Women have caught up to men with regard to the risk of death from cigarette smoking, according to analyses of three study cohorts spanning multiple decades and hundreds of thousands of individuals.
Women have caught up to men with regard to the risk of death from cigarette smoking, according to analyses of three study cohorts spanning multiple decades and hundreds of thousands of individuals. The risk of death among men has largely plateaued since the 1980s, though there has been an increase in mortality related to chronic obstructive pulmonary disease (COPD).

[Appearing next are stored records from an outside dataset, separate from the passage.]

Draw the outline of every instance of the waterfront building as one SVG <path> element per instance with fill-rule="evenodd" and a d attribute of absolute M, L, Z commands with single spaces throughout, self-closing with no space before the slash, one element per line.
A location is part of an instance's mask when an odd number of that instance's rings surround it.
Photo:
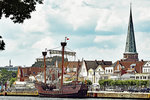
<path fill-rule="evenodd" d="M 29 76 L 36 76 L 43 70 L 43 67 L 18 67 L 17 79 L 18 81 L 28 81 Z"/>
<path fill-rule="evenodd" d="M 90 80 L 92 83 L 98 83 L 100 79 L 106 79 L 105 68 L 112 65 L 112 61 L 87 61 L 82 60 L 79 70 L 80 80 Z"/>
<path fill-rule="evenodd" d="M 134 80 L 150 80 L 150 74 L 146 73 L 137 73 L 134 76 L 130 77 L 131 79 Z"/>
<path fill-rule="evenodd" d="M 145 62 L 142 69 L 143 73 L 150 74 L 150 61 Z"/>
<path fill-rule="evenodd" d="M 54 66 L 55 62 L 57 61 L 58 63 L 61 62 L 61 56 L 53 56 L 53 57 L 46 57 L 46 66 L 50 67 L 50 66 Z M 67 62 L 68 59 L 64 58 L 64 61 Z M 43 58 L 37 58 L 35 63 L 32 64 L 32 67 L 43 67 L 44 66 L 44 60 Z"/>

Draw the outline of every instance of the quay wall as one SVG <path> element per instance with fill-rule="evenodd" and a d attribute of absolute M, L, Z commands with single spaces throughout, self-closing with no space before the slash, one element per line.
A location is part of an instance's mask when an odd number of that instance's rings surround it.
<path fill-rule="evenodd" d="M 38 91 L 33 92 L 1 92 L 3 96 L 38 96 Z"/>
<path fill-rule="evenodd" d="M 88 91 L 89 97 L 99 98 L 137 98 L 148 99 L 150 93 L 135 93 L 135 92 L 106 92 L 106 91 Z"/>

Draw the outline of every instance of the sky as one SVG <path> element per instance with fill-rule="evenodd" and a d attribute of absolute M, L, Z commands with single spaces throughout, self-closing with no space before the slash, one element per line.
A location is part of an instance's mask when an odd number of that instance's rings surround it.
<path fill-rule="evenodd" d="M 150 0 L 44 0 L 23 24 L 0 19 L 6 43 L 0 66 L 9 60 L 14 66 L 31 66 L 45 48 L 61 49 L 65 37 L 66 50 L 77 53 L 71 60 L 115 62 L 125 52 L 130 2 L 139 60 L 150 60 Z"/>

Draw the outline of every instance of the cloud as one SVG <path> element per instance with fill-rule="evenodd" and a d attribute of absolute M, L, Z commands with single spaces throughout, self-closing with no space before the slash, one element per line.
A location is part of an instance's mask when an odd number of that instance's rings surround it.
<path fill-rule="evenodd" d="M 150 32 L 135 32 L 136 48 L 139 59 L 150 60 Z"/>
<path fill-rule="evenodd" d="M 88 48 L 80 48 L 76 49 L 77 58 L 85 60 L 108 60 L 108 61 L 116 61 L 123 57 L 122 51 L 124 48 L 118 47 L 114 49 L 104 49 L 98 47 L 88 47 Z"/>
<path fill-rule="evenodd" d="M 104 10 L 97 21 L 95 30 L 112 31 L 114 28 L 121 27 L 122 21 L 121 17 L 117 16 L 115 12 Z"/>
<path fill-rule="evenodd" d="M 118 38 L 118 36 L 114 36 L 114 35 L 110 35 L 110 36 L 96 36 L 96 38 L 94 39 L 94 42 L 104 42 L 104 41 L 112 41 L 112 40 L 116 40 Z"/>
<path fill-rule="evenodd" d="M 22 30 L 24 33 L 29 32 L 47 32 L 47 12 L 44 5 L 38 5 L 37 10 L 31 14 L 31 19 L 25 20 Z"/>
<path fill-rule="evenodd" d="M 45 37 L 32 45 L 34 49 L 45 50 L 45 48 L 54 48 L 54 40 L 51 37 Z"/>
<path fill-rule="evenodd" d="M 15 50 L 18 48 L 18 43 L 15 40 L 6 39 L 5 44 L 5 49 L 7 52 L 15 52 Z"/>

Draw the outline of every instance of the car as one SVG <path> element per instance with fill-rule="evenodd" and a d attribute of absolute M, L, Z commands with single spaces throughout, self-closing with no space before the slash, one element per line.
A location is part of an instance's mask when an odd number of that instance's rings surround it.
<path fill-rule="evenodd" d="M 150 91 L 150 88 L 142 88 L 141 90 L 140 90 L 140 92 L 149 92 Z"/>
<path fill-rule="evenodd" d="M 136 89 L 136 88 L 130 88 L 130 89 L 128 89 L 128 92 L 139 92 L 139 90 L 138 89 Z"/>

The new study’s authors, led by Michael J. Thun, MD, of the American Cancer Society in Atlanta, noted that smoking patterns have changed over several generations, which have altered the associated risks. “Daily cigarette consumption peaked during the 1970s among male smokers and during the 1980s among female smokers; smoking prevalence in the two groups has since decreased in parallel,” they wrote in the January 24 issue of the New England Journal of Medicine. “Women have more difficulty quitting than men; thus, for both current and former female smokers, the number of years of smoking has increased.”

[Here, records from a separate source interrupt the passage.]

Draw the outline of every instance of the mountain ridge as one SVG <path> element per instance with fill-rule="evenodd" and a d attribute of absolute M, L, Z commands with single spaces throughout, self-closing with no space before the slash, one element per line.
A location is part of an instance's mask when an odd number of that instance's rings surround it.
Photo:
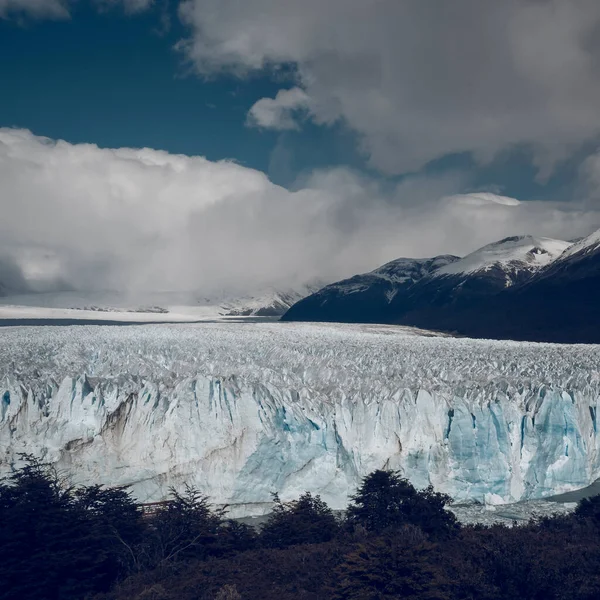
<path fill-rule="evenodd" d="M 320 290 L 322 304 L 336 285 Z M 398 292 L 385 310 L 363 302 L 360 310 L 346 307 L 326 314 L 314 295 L 308 296 L 282 318 L 392 323 L 498 339 L 600 342 L 600 325 L 595 325 L 600 230 L 575 243 L 528 235 L 503 238 Z M 363 296 L 369 296 L 368 288 Z"/>
<path fill-rule="evenodd" d="M 444 254 L 432 258 L 398 258 L 373 271 L 329 284 L 294 304 L 283 320 L 310 320 L 307 313 L 320 312 L 320 321 L 377 323 L 390 318 L 389 306 L 416 282 L 459 257 Z M 301 317 L 301 318 L 298 318 Z"/>

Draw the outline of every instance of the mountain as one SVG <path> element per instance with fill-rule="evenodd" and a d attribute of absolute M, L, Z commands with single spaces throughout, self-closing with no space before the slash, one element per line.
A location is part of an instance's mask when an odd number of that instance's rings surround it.
<path fill-rule="evenodd" d="M 438 269 L 390 306 L 391 320 L 430 329 L 457 328 L 456 318 L 504 291 L 526 284 L 556 261 L 570 242 L 507 237 Z"/>
<path fill-rule="evenodd" d="M 402 259 L 404 262 L 406 259 Z M 393 264 L 393 263 L 391 263 Z M 374 271 L 374 273 L 376 273 Z M 293 306 L 285 320 L 381 322 L 479 338 L 600 343 L 600 230 L 576 242 L 509 237 L 407 280 L 385 304 L 381 283 L 362 282 L 327 307 L 333 284 Z"/>
<path fill-rule="evenodd" d="M 393 318 L 390 305 L 418 281 L 451 266 L 457 256 L 399 258 L 362 275 L 325 286 L 294 304 L 286 321 L 385 323 Z"/>
<path fill-rule="evenodd" d="M 454 316 L 453 329 L 517 340 L 600 342 L 600 230 L 524 284 Z"/>
<path fill-rule="evenodd" d="M 571 245 L 531 235 L 507 237 L 438 269 L 435 276 L 491 273 L 500 276 L 502 287 L 509 287 L 556 260 Z"/>
<path fill-rule="evenodd" d="M 516 236 L 457 258 L 398 259 L 295 304 L 289 321 L 379 322 L 454 329 L 457 311 L 529 280 L 570 242 Z"/>
<path fill-rule="evenodd" d="M 228 317 L 280 317 L 294 304 L 317 292 L 323 284 L 312 283 L 293 288 L 267 288 L 256 294 L 218 298 L 219 313 Z M 201 301 L 200 301 L 201 302 Z"/>

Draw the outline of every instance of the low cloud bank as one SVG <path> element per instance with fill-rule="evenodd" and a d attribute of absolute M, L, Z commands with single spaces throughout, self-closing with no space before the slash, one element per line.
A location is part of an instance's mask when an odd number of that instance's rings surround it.
<path fill-rule="evenodd" d="M 597 164 L 587 165 L 590 189 Z M 332 169 L 287 190 L 233 162 L 0 129 L 0 256 L 18 265 L 11 281 L 20 269 L 28 285 L 248 293 L 399 256 L 464 254 L 507 235 L 570 239 L 600 226 L 595 200 L 517 202 L 460 194 L 464 186 L 450 173 L 384 190 Z"/>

The authors calculated death rates during three time periods: 1959–1965, 1982–1988, and 2000–2010, using two historical Cancer Prevention Study (CPS) cohorts and pooled data from five contemporary cohort studies. The CPS cohorts included 183,060 men and 335,922 women in the earlier study and 293,592 men and 452,893 women in the 1980s cohort. The pooled contemporary analysis involved cohorts ranging in size from about 33,000 men and 75,000 women up to more than 300,000 men and 200,000 women.

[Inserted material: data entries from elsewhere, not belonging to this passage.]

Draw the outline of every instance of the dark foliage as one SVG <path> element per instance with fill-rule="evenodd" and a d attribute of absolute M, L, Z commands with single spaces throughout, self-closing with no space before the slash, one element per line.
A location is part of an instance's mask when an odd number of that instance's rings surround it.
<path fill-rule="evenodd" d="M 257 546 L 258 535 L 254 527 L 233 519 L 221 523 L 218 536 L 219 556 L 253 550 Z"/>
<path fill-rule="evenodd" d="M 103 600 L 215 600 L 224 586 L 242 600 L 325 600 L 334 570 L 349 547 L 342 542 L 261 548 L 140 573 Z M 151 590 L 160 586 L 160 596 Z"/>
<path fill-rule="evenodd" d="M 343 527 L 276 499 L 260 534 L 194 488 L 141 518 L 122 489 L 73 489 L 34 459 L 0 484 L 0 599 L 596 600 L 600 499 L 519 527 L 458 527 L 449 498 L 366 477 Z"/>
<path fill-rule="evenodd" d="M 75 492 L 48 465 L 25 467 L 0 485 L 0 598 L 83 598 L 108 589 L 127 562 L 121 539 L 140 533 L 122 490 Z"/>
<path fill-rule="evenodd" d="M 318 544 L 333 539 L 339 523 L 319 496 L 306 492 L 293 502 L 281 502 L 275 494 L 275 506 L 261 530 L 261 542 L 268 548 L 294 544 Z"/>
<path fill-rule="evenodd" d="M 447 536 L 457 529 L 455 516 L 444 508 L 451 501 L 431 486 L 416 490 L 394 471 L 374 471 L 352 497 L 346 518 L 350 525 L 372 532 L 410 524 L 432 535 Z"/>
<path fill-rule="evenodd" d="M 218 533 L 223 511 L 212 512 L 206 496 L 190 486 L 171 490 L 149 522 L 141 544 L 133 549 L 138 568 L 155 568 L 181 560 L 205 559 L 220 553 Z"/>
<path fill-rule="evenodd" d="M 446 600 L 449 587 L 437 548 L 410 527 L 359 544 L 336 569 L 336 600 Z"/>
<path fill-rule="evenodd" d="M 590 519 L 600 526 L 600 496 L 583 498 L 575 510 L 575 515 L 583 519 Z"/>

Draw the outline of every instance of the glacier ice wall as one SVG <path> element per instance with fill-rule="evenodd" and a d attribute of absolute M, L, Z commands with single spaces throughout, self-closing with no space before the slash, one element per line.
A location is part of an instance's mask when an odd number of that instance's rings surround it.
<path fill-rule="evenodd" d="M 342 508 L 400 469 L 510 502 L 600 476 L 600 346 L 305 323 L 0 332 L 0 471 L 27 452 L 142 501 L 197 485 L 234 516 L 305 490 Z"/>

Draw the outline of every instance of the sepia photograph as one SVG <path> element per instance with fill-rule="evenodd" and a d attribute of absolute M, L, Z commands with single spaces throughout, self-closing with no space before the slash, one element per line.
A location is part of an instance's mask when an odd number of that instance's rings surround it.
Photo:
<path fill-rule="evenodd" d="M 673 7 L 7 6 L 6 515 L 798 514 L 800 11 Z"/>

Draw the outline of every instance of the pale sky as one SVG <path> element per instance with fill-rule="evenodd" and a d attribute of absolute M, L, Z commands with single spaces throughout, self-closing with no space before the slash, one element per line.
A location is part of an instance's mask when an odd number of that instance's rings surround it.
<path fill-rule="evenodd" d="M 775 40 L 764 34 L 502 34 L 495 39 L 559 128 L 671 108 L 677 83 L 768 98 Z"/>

The relative risk of death from lung cancer for women who smoked vs those who did not increased across the three time periods, from 2.73, to 12.65, to 25.66 in the most recent period. In contrast, the relative risk for male smokers increased from 12.22 in the earliest period to 23.81 in the 1980s, but stayed relatively stable to the 2000s, when it reached 24.97.
In the modern cohorts, the relative risks of death from COPD were similar for men (25.61) and women (22.35) vs nonsmokers; this was also the case for relative risks of ischemic heart disease (2.5 for men and 2.86 for women), stroke (1.92 for men and 2.1 for women), and all-cause mortality (2.8 for male smokers and 2.76 for female smokers). The relative risk of death from COPD rose sharply among male smokers, from the 1980s period (9.98) to the contemporary period, in contrast to the relatively stable lung cancer mortality risk.
The authors wrote that the similar risks for men and women is a new finding and “confirms the prediction that, in relative terms, ‘women who smoke like men die like men.’” The convergence of risk reflects a convergence of smoking patterns, they noted, and added that quitting smoking by the age of 40 would ensure nearly all excess mortality risk to be avoided.
In an accompanying editorial in the New England Journal of Medicine, Steven A. Schroeder, MD, of the University of California, San Francisco, wrote that cohort studies such as this capture trends “but omit nuances.” Among those omissions is a lack of data on frequency of smoking, an important point since an increasing proportion of smokers are light smokers. The cohorts featured also overrepresented people who were better educated, reflected in lower overall smoking rates than the general population.
“The importance of smoking as a health hazard needs to be elevated,” Schroeder wrote. “More women die of lung cancer than of breast cancer. But there is no ‘race for the cure’ for lung cancer, no brown ribbon…. The need for greater attention to the policies known to reduce the prevalence of smoking remains urgent.”